Read Ironweed Page 16


  o o o

  The talk that passed after what Francis said, and after the silence that followed it, was not important except as it moved the man and the woman closer together and physically apart, allowed her to make him a Swiss cheese sandwich and a pot of tea and begin dressing the turkey: salting, peppering, stuffing it with not quite stale enough bread but it’ll have to do, rubbing it with butter and sprinkling it with summer savory, mixing onions in with the dressing, and turkey seasoning too from a small tin box with a red and yellow turkey on it, fitting the bird into a dish for which it seemed to have been groomed and killed to order, so perfect was the fit.

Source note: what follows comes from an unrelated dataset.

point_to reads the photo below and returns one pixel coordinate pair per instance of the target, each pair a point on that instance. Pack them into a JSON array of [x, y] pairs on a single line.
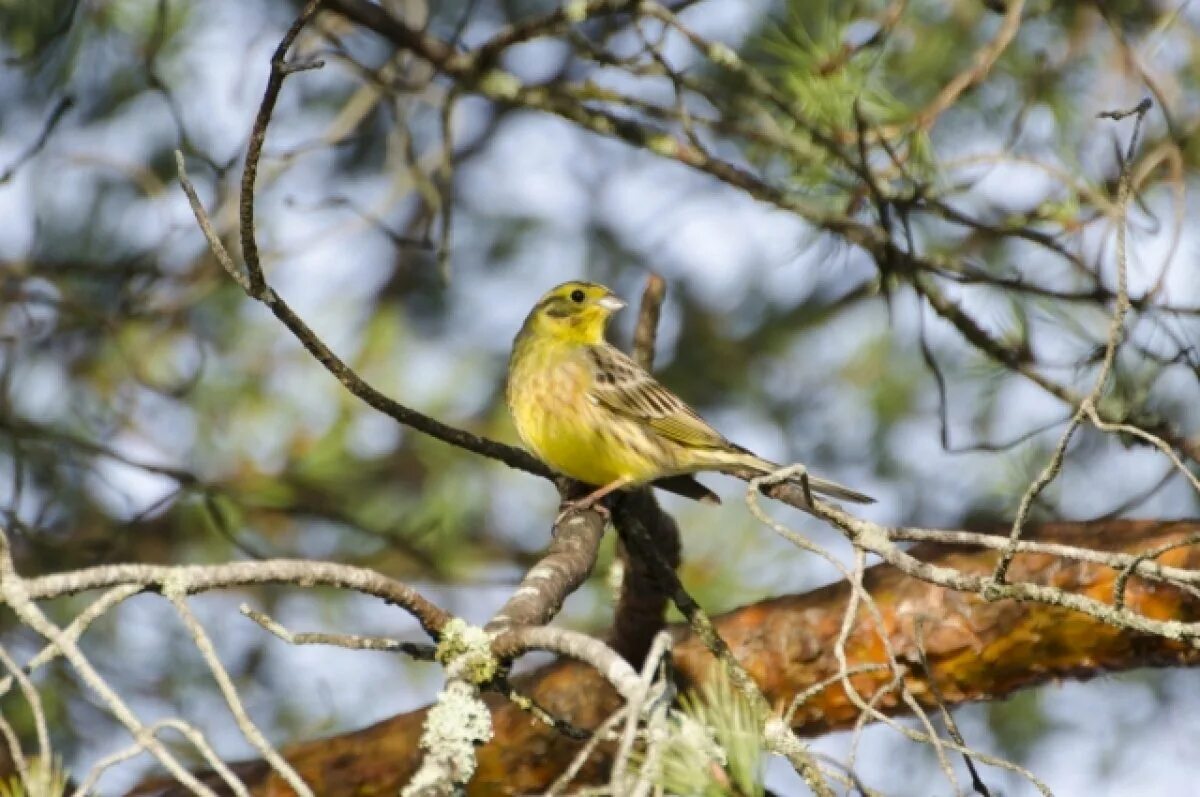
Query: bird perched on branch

  And too, the vagrant chitchat allowed Francis to stare out at the yard and watch the dog and become aware that the yard was beginning to function as the site of a visitation, although nothing in it except his expectation when he looked out at the grass lent credence to that possibility.

  He stared and he knew that he was in the throes of flight, not outward this time but upward. He felt feathers growing from his back, knew soon he would soar to regions unimaginable, knew too that what had brought him home was not explicable without a year of talking, but a scenario nevertheless took shape in his mind: a pair of kings on a pair of trolley cars moving toward a single track, and the trolleys, when they meet at the junction, do not wreck each other but fuse into a single car inside which the kings rise up against each other in imperial intrigue, neither in control, each driving the car, a careening thing, wild, anarchic, dangerous to all else, and then Billy leaps aboard and grabs the power handle and the kings instantly yield control to the wizard.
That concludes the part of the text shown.